Normally, stimulation of thirst osmoreceptors in the hypothalamus signals the higher cerebral cortex to develop a conscious perception of thirst- and water-seeking behavior. Aging also affects thirst control. It has been proposed that older adults may have a higher osmolal set point for thirst—that is, for a given plasma osmolality, older adults have a reduced degree of perceived thirst, thus leading to less water intake.

Thus aging undoubtedly influences water homeostasis in many ways. Water conservation (urinary concentrating ability) is primarily affected, although a mild form of impaired diluting capacity may also be present. This is important to keep in mind during the diagnostic process and while taking care of older adults and planning for different clinical, surgical, or pharmacologic interventions. Alterations in solute intake (e.g., protein or sodium) in older adults can also have profound effects on water homeostasis.

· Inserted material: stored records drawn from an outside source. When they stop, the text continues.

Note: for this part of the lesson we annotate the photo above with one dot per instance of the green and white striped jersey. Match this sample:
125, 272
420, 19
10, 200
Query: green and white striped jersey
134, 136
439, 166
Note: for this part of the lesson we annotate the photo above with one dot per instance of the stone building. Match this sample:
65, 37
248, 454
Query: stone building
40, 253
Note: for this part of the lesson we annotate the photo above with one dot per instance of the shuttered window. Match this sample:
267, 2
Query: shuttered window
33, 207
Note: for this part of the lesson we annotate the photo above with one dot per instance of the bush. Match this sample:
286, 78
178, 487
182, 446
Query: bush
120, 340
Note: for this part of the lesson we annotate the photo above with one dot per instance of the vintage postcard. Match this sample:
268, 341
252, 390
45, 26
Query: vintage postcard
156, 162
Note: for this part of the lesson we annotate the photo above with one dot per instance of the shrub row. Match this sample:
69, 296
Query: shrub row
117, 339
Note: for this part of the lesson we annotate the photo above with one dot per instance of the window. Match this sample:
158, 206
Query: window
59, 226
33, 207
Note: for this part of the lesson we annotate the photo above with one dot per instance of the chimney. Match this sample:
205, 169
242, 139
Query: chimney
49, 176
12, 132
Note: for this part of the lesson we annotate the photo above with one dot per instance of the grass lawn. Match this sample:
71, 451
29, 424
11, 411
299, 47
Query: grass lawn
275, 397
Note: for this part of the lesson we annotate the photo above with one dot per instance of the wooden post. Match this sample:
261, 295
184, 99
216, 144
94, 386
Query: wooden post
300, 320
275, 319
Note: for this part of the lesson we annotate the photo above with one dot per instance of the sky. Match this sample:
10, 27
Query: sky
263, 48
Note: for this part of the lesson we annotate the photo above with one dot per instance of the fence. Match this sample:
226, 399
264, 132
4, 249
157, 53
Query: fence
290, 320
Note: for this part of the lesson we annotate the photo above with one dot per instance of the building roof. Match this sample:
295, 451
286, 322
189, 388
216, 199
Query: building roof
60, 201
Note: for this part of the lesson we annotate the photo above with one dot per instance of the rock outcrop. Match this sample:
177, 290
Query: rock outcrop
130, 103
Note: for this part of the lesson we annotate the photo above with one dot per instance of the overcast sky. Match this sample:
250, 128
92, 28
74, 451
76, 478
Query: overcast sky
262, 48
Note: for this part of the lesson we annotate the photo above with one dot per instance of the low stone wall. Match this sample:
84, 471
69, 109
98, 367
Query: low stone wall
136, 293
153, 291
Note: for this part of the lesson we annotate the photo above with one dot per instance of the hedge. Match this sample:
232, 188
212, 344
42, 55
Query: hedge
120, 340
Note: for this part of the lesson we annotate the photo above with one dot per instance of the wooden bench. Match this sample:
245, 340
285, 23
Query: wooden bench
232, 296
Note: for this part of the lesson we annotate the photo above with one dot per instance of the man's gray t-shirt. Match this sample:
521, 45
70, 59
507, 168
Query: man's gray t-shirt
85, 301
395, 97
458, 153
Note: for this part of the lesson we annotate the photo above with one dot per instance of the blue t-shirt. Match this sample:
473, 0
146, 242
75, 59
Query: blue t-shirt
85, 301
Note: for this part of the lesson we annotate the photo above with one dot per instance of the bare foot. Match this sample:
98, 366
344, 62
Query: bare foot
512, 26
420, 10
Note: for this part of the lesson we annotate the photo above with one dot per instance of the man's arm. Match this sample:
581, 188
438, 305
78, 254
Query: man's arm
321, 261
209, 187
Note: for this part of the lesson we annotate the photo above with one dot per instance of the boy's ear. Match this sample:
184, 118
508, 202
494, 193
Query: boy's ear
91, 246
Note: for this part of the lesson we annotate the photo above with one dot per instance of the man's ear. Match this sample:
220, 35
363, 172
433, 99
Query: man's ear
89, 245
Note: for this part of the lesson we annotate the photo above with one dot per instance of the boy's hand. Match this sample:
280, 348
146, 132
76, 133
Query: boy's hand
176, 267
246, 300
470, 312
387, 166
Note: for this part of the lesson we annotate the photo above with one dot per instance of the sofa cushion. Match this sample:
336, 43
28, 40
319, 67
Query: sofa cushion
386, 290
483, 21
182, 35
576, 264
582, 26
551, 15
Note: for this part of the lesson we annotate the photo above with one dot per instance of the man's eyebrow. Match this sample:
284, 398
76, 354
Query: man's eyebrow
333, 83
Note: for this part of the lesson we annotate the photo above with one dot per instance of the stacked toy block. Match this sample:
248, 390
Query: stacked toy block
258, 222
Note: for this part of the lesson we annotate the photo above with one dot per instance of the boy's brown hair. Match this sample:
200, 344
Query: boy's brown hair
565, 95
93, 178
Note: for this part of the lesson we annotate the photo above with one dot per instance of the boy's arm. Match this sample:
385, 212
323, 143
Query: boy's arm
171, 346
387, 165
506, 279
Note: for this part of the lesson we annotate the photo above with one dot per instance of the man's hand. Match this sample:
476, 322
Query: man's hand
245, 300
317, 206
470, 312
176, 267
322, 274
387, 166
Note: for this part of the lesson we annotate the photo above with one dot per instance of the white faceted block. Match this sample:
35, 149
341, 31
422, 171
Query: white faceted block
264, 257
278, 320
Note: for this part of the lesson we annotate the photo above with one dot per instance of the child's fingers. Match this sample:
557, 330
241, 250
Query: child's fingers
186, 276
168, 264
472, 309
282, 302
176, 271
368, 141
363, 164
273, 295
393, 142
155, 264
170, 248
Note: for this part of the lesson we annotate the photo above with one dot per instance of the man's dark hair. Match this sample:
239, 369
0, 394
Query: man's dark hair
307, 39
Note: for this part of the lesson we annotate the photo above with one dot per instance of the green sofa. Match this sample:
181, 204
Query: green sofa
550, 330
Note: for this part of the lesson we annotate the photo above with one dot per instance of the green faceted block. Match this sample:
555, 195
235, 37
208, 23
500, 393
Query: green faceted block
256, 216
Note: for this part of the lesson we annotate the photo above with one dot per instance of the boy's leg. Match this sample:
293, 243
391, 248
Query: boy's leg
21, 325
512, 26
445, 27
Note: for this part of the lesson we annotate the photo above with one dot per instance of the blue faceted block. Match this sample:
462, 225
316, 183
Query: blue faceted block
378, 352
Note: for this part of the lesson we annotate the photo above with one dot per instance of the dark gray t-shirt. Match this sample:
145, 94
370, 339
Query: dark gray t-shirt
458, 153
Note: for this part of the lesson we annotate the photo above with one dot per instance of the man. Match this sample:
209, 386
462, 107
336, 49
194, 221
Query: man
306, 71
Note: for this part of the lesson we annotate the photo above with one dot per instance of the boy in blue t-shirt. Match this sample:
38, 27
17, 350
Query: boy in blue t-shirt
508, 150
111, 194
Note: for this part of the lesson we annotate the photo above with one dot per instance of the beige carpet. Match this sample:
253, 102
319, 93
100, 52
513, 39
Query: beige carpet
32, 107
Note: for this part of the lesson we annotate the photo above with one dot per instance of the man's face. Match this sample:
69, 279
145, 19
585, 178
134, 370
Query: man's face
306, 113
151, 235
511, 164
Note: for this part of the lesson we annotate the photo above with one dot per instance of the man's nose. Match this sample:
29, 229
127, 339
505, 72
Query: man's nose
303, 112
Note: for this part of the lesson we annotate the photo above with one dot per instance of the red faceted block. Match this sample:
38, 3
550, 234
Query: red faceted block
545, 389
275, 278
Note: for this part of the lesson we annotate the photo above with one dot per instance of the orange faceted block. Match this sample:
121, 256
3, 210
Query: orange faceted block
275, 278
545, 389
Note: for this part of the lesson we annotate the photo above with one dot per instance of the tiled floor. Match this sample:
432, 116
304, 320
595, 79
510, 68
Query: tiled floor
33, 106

Serum levels of erythropoietin (EPO) tend to increase with age, even in nonanemic subjects. ^, This might be in compensation for increased (subclinical) blood loss, accelerated red blood cell turnover (decreased erythrocyte half-life), or increased resistance of red cell precursors to the effect of EPO. Testosterone deficiency might be involved in the latter phenomenon. Mild anemia (hemoglobin <12 g/dL) is fairly common in older persons but varies by geography. In about one third of persons with anemia, a nutritional deficiency (e.g., iron, folate, vitamin B ₁₂ ) was responsible; in one third, a concomitant chronic disease was the culprit (e.g., CKD, cancer, and infection); and in one third, no precise cause could be determined. Independent of anemia, high spontaneous EPO levels in older adults are associated with an increased risk of congestive heart failure but not myocardial infarction or progressive CKD. The mechanisms responsible for this association are not well understood but could be due to tissue hypoxia in low-perfusion states associated with heart failure.